È ingenuo pensare che ci sia una correlazione di questo tipo. Il tasso di natalità in Cina è rimasto basso per anni (a causa della politica del figlio unico) ma fino ad oggi non è stata meta di destinazione dei migranti internazionali. Anche il Giappone è un esempio di paese con basso tasso di natalità e basso tasso di immigrazione. Allo stesso tempo, alcuni paesi dell’Europa dell’est con basso tasso di natalità hanno alti tassi di emigrazione mentre i paesi del Golfo stanno accogliendo molti immigrati nonostante abbiano alti tassi di natalità. Inoltre, la pressione della popolazione può portare ad innovazioni nei paesi di origine come la Rivoluzione verde per l’introduzione di nuovi raccolti, fertilizzanti, pesticidi, e tecnologia in agricoltura.

  1. I migranti sono vittime passive del capitalismo globale che non hanno altra scelta che emigrare per poter sopravvivere

Ronald Skellfon lo ha definito il “mito dei contadini immobili” che credono che i processi di immigrazione peggiorino le condizioni di comunità di agricoltori pacifiche, armoniche, autosufficienti ed egualitarie e che servano esclusivamente gli interessi delle élite borghesi che si arricchiscono attraverso lo sfruttamento ingiusto del lavoro. Questa lettura ignora completamente il fatto che molte migrazioni sono il frutto di una scelta volontaria e che gli individui prendono attivamente la decisione di partire. Allo stesso tempo, seguendo questa interpretazione, non si considera il fatto che le rimesse economiche inviate dal paese di destinazione al paese di origine, spesso caratterizzato dalla presenza di società agricole tradizionali con alti tassi di povertà, fame e mortalità, migliorano sensibilmente le condizioni di vita di chi le riceve. 

  1. Il mancato rispetto dell’ambiente porta direttamente a fenomeni di migrazione di massa 

Il mancato rispetto dell’ambiente non spinge necessariamente all’esodo della popolazione da una determinata area geografica. Al contrario, politiche contrarie all’ambiente possono incoraggiare processi di innovazione tecnologica e apportare benefici economici.
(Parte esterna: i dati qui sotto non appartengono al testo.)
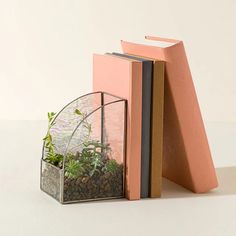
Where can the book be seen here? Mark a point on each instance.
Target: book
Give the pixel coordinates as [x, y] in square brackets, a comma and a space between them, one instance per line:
[186, 154]
[147, 66]
[123, 77]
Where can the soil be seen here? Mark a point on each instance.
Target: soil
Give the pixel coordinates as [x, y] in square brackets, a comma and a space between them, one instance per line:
[100, 185]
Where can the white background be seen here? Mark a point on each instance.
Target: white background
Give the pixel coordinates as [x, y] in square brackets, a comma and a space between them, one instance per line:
[46, 51]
Un censimento basato su dati empirici riportato dal Foresight Report pubblicato dal Government Office for Science inglese nel 2011 ha concluso che non esiste, al momento attuale, nessuna ricerca basata su solide basi metodologiche che permetta di concludere che i cambiamenti climatici causino emigrazioni di massa, vista la natura plurima del fenomeno migratorio.

In effetti, ignorando fattori più incisivi come l’influenza di fattori economici e sociali, gli ambientalisti non possono spiegare perché le persone che vivono in “zone a rischio” non migrino da quelle aree. In Cambogia, in cui la maggioranza del territorio è coperto di foreste, la deforestazione ha diminuito il tasso di emigrazione perché ha portato alla possibilità di sfruttare i terreni per la coltivazione creando nuovi posti di lavoro, incrementando la produzione agricola e avendo ricadute positive sui redditi individuali. Per queste ragioni, i cambogiani hanno meno bisogno di emigrare in altri paesi  rispetto al passato.

  1. Costruire un muro è un modo efficace per impedire l’ingresso dei migranti

La costruzione di muri ridurrà il numero dei migranti solo perché renderà più difficile attraversare il confine ma dubito che possa veramente fermare i flussi, a meno che il paese di arrivo non sia disposto ad impedire l’ingresso delle persone con tutti i mezzi a disposizione. In un modo o nell’altro, comunque, i migranti entreranno in quel paese o andranno altrove, dando il via ad un effetto a catena e costituendo una rete di sostegno con i propri connazionali, un fenomeno che si perpetua nel tempo e che facilita l’arrivo di nuovi migranti. C’è il rischio, poi, che il muro diventi un’attrazione turistica.

È il caso di notare, tra l’altro, che pur essendo un’isola circondata da muri d’acqua naturali, la Gran Bretagna ospita milioni di migranti irregolari.